Optimal control of bit erasure in stochastic random access memory

TL;DR

This paper investigates the thermodynamic costs of bit erasure in CMOS-based RAM types, revealing optimal operating regimes and proposing a robust optimization scheme for energy-efficient memory operation.

Contribution

It introduces a framework for minimizing energy dissipation during bit erasure in realistic, non-equilibrium physical memory systems using mean field theory and automatic differentiation.

Findings

Dynamic RAM dissipates least energy in quasistatic limit with minimal errors.

Static RAM is most efficient in finite time due to energy to maintain bit state.

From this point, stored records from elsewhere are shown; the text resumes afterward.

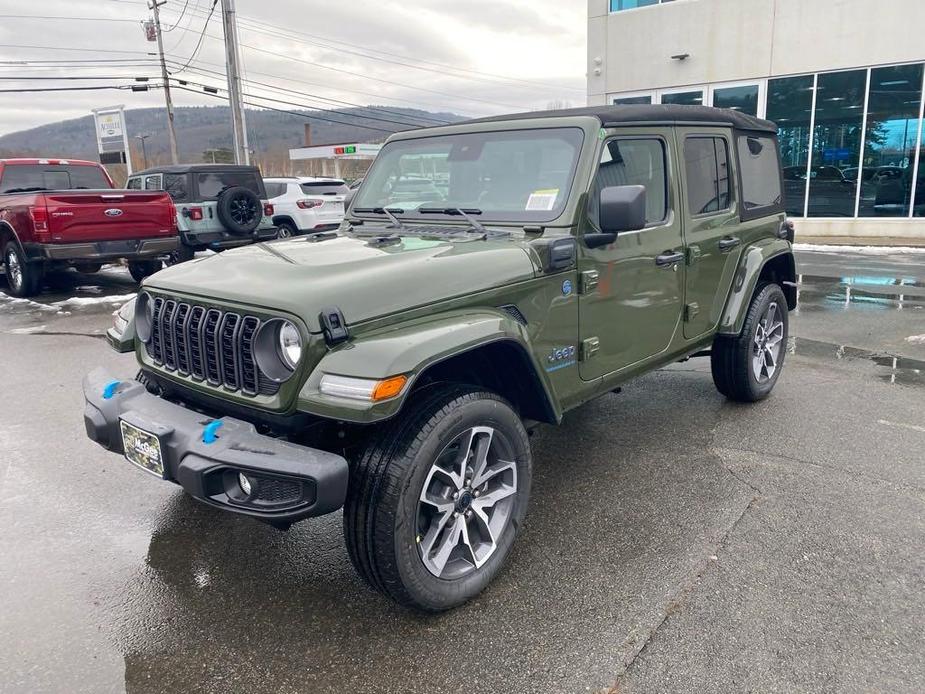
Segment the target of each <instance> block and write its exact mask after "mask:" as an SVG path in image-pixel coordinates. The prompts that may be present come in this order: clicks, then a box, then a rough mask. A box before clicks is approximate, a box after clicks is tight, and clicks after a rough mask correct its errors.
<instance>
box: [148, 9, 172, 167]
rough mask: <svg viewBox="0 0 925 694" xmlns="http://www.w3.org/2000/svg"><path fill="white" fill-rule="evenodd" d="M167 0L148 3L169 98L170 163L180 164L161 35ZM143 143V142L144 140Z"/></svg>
mask: <svg viewBox="0 0 925 694" xmlns="http://www.w3.org/2000/svg"><path fill="white" fill-rule="evenodd" d="M166 4H167V0H161V1H160V2H158V1H157V0H151V4H150V5H148V9H150V10H151V11H152V12H153V13H154V29H155V31H156V32H157V52H158V55H160V58H161V78H162V79H163V80H164V98H165V99H166V100H167V140H168V141H169V142H170V163H171V164H179V163H180V158H179V156H177V131H176V130H175V129H174V125H173V99H171V98H170V75H169V74H167V62H166V61H165V60H164V38H163V36H161V13H160V10H159V8H160V6H161V5H166ZM142 144H143V142H142Z"/></svg>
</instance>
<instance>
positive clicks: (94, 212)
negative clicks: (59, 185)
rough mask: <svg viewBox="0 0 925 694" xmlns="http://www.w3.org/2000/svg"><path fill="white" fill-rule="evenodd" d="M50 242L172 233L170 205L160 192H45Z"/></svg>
mask: <svg viewBox="0 0 925 694" xmlns="http://www.w3.org/2000/svg"><path fill="white" fill-rule="evenodd" d="M45 201H46V204H47V206H48V225H49V229H50V231H51V238H52V242H53V243H81V242H85V241H116V240H128V239H142V238H152V237H157V236H170V235H172V234H175V233H176V231H175V230H174V219H173V205H171V204H170V202H169V199H168V198H167V195H166V194H165V193H163V192H162V191H151V192H135V191H115V190H113V191H111V192H103V191H79V190H74V191H61V192H54V193H45Z"/></svg>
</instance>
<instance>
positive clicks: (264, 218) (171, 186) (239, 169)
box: [125, 164, 278, 282]
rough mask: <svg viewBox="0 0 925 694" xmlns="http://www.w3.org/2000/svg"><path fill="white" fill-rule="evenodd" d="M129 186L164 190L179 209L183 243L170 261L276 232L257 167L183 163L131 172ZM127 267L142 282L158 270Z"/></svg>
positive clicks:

Proposed optimization scheme aligns with electrical engineering principles.

Abstract

Energy costs of information processing are growing exponentially. Bit erasure is a key problem in this energy-information nexus, and a number of seminal relationships have been deduced regarding the relationship between thermodynamic costs and memory storage. To continue making progress in the modern era, however, requires confronting thermodynamic costs in realistic physical systems which operate away from equilibrium. Here, we explore the thermodynamic costs of bit erasure in a complementary metal oxide semiconductor model of two types of random access memory. We find dynamic random access memory dissipates the least amount of energy when operated in the quasistatic limit, where errors are also minimized. By contrast, static random access memory is most efficiently operated in finite time due to the energy required to maintain the state of the bit. We demonstrate a numerically robust optimization scheme using mean field theory and automatic differentiation, finding optimal protocols compatible with electrical engineering insights. These results provide a framework for operating realistic circuits in thermodynamically advantageous ways.